Me Made May 2015 Day 14

I made my top using Vogue 1071 and a remnant of yummy cotton lawn that I purchased from Poppy Fabrics when I was an undergrad at Berkeley. It only took me 20+ years to sew up the piece.

I did not make my pants, socks, or shoes.

This Calvin Klein for Vogue Patterns top takes very little fabric.  I've made this view three times.  I made another view, but, sent it to Goodwill. Poor fabric choice and my inexperience (years ago) with bias edges in rayon crepe made a real mess.

I think that one of the hardest aspects of learning to sew (or knit) is pairing an appropriate fabric (or yarn) and pattern.  What did you find most difficult as a newbie?

In the background, I'm screening Precision and Accuracy in Geodetic Surveying, which uses surveying to teach the difference between precision and accuracy in general.

Lately, I've been thinking and writing a lot about geophysical data formats and metadata standards. To procrastinate do research, I see how others do it.  ;-)

Wednesday, May 13, 2015

The view from my window

I was looking out the window while waiting for the copier to warm up so I could scan a document.  Look at the brilliancy of that rainbow!  I ran to my office to grab my phone/camera.

From the copier room window.
While I was in my office, I looked out the window and noticed the double rainbow.

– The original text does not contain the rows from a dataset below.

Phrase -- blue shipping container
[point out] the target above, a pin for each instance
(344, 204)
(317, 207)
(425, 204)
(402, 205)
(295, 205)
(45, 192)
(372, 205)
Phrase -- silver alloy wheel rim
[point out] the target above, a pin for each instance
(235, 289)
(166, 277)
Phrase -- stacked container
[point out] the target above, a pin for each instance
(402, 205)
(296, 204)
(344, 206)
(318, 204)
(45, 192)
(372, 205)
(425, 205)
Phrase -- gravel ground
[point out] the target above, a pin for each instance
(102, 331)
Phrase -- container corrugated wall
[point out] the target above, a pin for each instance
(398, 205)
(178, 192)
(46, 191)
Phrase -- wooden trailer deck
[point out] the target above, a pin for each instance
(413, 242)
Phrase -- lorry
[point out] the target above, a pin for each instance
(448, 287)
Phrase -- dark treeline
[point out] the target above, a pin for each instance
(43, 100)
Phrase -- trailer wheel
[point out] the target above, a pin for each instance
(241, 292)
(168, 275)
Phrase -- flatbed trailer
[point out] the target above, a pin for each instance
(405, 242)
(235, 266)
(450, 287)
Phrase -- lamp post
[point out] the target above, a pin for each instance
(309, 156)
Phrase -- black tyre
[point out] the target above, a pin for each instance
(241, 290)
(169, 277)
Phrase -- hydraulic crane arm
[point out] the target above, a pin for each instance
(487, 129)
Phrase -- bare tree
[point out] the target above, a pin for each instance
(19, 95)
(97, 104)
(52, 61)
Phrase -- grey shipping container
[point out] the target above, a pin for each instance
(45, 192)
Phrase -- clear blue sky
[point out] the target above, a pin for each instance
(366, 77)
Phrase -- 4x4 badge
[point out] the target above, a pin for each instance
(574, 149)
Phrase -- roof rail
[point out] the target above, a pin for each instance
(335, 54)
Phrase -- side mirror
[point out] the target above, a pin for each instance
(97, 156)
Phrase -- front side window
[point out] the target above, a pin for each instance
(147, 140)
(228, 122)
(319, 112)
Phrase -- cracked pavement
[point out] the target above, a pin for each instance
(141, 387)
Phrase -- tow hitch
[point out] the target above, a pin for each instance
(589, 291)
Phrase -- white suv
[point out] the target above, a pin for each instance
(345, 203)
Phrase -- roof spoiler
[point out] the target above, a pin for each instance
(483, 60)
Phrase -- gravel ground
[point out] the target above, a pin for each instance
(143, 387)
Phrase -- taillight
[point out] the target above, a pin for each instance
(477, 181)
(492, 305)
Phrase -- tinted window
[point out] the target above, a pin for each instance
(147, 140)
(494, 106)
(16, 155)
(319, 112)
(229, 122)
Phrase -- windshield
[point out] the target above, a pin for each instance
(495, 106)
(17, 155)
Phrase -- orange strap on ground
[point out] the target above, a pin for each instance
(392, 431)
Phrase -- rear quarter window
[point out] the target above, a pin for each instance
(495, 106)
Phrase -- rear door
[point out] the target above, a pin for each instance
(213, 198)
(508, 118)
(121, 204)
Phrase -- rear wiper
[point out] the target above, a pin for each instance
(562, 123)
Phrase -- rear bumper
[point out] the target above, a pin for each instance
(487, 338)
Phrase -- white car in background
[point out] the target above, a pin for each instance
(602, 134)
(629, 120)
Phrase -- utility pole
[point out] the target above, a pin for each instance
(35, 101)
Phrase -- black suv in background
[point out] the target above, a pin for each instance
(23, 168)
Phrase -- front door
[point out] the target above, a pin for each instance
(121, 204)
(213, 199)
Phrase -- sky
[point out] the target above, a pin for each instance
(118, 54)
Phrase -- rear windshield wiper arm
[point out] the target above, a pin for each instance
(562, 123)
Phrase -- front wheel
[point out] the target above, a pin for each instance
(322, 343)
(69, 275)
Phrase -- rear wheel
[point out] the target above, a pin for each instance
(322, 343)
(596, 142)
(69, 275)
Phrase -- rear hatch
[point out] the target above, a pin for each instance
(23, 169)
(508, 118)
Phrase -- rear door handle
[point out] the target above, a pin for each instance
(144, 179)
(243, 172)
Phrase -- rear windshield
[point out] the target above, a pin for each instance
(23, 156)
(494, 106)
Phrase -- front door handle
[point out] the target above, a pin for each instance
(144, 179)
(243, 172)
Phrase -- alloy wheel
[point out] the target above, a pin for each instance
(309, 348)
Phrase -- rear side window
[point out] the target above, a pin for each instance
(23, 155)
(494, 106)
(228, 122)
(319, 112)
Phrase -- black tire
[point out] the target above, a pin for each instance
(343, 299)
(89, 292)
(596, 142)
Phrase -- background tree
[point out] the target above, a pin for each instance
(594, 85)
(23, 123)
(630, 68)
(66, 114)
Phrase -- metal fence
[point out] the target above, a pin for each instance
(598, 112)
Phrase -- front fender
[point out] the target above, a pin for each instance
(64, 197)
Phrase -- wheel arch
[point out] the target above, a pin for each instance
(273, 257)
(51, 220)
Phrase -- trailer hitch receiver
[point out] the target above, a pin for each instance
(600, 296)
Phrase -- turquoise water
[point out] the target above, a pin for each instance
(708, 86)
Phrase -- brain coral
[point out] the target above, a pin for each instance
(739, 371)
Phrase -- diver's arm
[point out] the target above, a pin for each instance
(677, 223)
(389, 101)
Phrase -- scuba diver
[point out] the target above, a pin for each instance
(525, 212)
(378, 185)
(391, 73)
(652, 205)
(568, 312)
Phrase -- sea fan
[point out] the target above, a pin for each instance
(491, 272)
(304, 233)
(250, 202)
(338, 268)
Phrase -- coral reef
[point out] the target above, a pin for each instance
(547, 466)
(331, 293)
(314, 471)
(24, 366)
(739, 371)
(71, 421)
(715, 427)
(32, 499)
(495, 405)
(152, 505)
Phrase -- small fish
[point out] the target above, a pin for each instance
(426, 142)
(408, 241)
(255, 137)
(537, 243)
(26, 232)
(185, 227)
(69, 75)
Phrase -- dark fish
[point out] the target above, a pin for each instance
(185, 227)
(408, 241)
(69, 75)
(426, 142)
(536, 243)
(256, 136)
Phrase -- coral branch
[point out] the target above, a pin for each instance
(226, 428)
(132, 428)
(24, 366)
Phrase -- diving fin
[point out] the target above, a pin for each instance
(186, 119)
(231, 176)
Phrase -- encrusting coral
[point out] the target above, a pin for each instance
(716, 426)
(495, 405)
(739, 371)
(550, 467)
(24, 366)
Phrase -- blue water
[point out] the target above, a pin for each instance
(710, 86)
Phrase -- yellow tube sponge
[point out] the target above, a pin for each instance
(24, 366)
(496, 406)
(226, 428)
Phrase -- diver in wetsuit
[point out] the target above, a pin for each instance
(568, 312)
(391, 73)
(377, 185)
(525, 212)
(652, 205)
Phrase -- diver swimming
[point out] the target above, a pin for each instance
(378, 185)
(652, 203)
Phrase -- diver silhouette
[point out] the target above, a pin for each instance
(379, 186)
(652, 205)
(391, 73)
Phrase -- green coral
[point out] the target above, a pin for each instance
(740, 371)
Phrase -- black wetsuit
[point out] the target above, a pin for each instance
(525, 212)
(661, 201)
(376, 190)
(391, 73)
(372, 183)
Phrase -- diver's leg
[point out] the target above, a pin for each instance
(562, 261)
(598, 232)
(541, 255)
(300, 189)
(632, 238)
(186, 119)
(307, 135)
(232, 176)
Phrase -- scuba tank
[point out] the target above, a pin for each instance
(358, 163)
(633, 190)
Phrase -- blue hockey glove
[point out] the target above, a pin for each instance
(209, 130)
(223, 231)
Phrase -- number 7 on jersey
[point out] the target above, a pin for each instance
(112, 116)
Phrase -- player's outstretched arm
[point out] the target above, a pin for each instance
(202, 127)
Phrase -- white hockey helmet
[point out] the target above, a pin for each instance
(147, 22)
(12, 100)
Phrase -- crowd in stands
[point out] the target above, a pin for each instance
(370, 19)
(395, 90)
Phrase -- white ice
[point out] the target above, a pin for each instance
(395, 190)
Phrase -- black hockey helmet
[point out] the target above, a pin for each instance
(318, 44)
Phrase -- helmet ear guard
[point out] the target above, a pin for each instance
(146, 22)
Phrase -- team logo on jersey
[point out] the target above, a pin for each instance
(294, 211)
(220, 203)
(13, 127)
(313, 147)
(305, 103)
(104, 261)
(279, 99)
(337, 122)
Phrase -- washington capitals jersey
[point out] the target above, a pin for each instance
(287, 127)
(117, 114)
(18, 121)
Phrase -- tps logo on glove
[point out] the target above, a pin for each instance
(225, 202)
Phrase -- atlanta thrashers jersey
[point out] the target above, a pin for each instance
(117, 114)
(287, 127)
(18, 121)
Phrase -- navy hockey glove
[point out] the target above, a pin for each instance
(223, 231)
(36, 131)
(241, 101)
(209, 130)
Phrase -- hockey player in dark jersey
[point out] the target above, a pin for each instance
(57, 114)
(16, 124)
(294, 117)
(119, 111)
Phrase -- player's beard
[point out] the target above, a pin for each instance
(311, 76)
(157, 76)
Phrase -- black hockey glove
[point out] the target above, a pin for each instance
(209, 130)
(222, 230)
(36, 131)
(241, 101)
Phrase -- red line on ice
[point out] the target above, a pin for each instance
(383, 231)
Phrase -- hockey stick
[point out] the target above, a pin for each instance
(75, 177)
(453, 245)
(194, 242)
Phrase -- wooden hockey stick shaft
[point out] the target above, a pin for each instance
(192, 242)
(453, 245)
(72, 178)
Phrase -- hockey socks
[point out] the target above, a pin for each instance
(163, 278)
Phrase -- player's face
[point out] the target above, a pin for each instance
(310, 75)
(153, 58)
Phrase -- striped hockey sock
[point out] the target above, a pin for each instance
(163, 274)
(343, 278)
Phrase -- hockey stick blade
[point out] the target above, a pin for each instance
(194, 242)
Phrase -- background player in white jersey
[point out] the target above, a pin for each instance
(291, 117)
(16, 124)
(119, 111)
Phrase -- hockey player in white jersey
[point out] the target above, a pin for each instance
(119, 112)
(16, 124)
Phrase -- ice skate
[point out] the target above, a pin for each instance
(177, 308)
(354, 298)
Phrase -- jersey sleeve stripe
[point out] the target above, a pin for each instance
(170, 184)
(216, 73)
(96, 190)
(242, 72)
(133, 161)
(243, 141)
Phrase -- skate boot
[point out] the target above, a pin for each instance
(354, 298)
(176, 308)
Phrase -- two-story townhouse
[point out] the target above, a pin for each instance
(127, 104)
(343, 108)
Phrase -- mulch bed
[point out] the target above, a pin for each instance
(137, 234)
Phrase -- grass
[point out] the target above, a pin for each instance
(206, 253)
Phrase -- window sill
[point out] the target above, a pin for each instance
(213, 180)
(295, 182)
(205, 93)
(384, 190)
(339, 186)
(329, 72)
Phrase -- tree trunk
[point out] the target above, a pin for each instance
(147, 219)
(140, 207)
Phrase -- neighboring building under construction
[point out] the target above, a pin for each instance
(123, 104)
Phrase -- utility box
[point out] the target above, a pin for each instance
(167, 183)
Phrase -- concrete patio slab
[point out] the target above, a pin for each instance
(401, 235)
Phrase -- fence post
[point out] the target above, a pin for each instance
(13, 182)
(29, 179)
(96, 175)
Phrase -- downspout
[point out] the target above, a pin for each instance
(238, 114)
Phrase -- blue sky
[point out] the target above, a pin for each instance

Double rainbow looking southeast from my office in Boulder.

I suspected the best view would be in my neighbor's office. It's too bad he is at JPL this week so he couldn't enjoy the view in person. I'll have to send him the photo.
My neighbor's window.
Your eyes do not deceive you. That is a large crack in the glass.
Corner offices have great views, but are also subject to some 'ripping' winds that rattle the windows, sometimes cracking them.

My much smaller window is recessed into an updraft 'wind chimney' so it is less prone to shaking and cracking.

Tuesday, May 12, 2015

Wordless Wednesday

Saturday, May 09, 2015

Mothers' Day Flashback: Lessons in Freeway Calculus

NOTE: I originally wrote this essay for James Fallows' blog in 2011 without compensation.  It was published here.  I retained the copyright and I think Mothers' Day is a particularly good time to repost this essay.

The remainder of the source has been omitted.